Ortiz stated, “I am extremely pleased to see that Boston has followed the lead of New York City in working to eliminate this fat whose consumption contributes to obesity, diabetes, and other chronic diseases. Eliminating the use of artificial trans fats in food sold in restaurants and corner stores in Boston is imperative to the health of their citizens. When restaurants bombard consumers with these unnecessary and unhealthy chemically modified ingredients, the risk for heart disease is dramatically increased.”
In order for the ban to be implemented, it must receive another approval at a vote in the spring. As of now there is no opposition from the Massachusetts Restaurant Association and they have stated that they do not plan on challenging the proposal in the future.

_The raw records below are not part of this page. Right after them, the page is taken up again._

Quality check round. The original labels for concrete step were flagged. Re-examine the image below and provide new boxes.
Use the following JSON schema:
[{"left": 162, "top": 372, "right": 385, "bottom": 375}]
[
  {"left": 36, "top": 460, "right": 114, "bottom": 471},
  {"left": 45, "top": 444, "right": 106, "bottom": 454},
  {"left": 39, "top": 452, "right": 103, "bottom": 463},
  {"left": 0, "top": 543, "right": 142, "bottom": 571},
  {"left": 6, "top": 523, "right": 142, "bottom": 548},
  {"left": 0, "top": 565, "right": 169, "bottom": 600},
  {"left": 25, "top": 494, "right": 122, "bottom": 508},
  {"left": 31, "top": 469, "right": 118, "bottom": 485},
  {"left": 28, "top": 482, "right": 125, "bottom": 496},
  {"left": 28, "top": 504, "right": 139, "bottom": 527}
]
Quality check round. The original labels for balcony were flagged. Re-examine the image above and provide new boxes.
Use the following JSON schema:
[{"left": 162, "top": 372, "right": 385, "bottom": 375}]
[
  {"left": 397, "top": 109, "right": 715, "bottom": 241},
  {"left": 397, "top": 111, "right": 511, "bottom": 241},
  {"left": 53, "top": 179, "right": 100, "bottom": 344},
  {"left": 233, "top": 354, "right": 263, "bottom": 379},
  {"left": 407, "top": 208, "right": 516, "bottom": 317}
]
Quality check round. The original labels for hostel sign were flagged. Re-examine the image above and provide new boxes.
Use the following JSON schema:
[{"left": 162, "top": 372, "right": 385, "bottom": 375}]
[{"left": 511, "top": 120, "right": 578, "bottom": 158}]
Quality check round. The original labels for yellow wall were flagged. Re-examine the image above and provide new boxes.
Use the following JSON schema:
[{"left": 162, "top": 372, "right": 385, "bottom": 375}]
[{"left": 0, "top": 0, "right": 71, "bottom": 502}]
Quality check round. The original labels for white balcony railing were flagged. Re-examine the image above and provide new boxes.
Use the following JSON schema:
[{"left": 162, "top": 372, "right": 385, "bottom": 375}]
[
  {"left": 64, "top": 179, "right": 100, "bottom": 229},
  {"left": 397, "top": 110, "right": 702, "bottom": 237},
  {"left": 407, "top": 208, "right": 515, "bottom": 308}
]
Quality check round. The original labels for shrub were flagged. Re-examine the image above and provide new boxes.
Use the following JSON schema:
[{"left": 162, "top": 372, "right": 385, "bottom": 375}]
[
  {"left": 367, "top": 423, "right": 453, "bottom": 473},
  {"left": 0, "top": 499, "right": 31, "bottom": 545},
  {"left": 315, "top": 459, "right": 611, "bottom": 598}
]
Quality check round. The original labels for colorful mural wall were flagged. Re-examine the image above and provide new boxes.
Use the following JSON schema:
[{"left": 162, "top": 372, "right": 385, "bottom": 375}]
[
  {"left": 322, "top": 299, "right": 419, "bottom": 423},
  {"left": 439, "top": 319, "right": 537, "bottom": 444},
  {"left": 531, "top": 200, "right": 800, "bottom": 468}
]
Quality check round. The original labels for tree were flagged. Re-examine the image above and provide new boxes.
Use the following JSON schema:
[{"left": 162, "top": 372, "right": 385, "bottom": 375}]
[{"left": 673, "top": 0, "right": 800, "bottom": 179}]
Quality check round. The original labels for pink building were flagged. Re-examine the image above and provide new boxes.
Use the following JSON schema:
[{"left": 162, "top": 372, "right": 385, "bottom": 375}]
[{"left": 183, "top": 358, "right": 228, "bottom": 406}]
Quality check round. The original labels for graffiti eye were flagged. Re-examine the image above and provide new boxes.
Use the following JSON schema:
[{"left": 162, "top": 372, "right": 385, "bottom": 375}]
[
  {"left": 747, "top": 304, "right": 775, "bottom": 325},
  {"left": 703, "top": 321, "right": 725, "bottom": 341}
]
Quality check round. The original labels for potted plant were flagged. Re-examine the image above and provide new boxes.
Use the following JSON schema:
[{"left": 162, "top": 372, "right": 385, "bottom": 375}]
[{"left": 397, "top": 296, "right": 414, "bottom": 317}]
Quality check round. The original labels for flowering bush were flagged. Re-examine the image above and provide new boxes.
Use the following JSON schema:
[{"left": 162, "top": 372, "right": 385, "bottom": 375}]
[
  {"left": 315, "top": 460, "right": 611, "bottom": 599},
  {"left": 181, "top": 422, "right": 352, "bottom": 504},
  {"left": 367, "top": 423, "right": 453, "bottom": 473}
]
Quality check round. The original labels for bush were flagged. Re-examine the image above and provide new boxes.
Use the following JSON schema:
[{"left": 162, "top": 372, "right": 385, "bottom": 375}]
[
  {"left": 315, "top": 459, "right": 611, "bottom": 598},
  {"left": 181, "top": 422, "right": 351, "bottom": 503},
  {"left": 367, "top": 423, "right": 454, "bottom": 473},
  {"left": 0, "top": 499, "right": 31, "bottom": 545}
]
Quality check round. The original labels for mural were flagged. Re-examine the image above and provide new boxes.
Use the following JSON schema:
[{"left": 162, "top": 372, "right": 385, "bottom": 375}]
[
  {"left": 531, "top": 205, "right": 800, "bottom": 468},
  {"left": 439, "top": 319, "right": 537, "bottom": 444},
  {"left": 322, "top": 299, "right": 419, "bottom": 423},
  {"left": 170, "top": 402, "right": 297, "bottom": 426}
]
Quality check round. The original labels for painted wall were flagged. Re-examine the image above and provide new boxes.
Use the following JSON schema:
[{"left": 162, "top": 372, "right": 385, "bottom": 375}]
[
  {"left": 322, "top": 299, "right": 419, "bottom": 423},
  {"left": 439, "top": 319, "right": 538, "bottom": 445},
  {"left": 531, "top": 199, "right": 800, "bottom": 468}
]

A study conducted by the Harvard School of Public Health found that having as few as 40 calories of a trans fat per day can boost the risk of a heart attack by 23 percent, and a fast-food meal of chicken nuggets and French fries, if prepared with artificial trans fat, can easily contain more than 100 calories of trans fat.
“Although the New York City and Boston bans on trans fat are important initiatives, they only the beginning of what needs to be accomplished to decrease the rate of obesity and diabetes and to improve the health of the citizens of this country,” stated Ortiz.
“I believe that these city proposals should be taken a step further and that statewide bans on trans fat should be enacted. Massachusetts has proposed a statewide ban which is still awaiting passage and I have legislation (A.9031) which would prohibit certain restaurants and food establishments throughout the state from using artificial trans fat. Our state should be leading the country in fighting obesity, and diabetes. People’s health is at stake, this is not an issue that can wait,” Ortiz continued.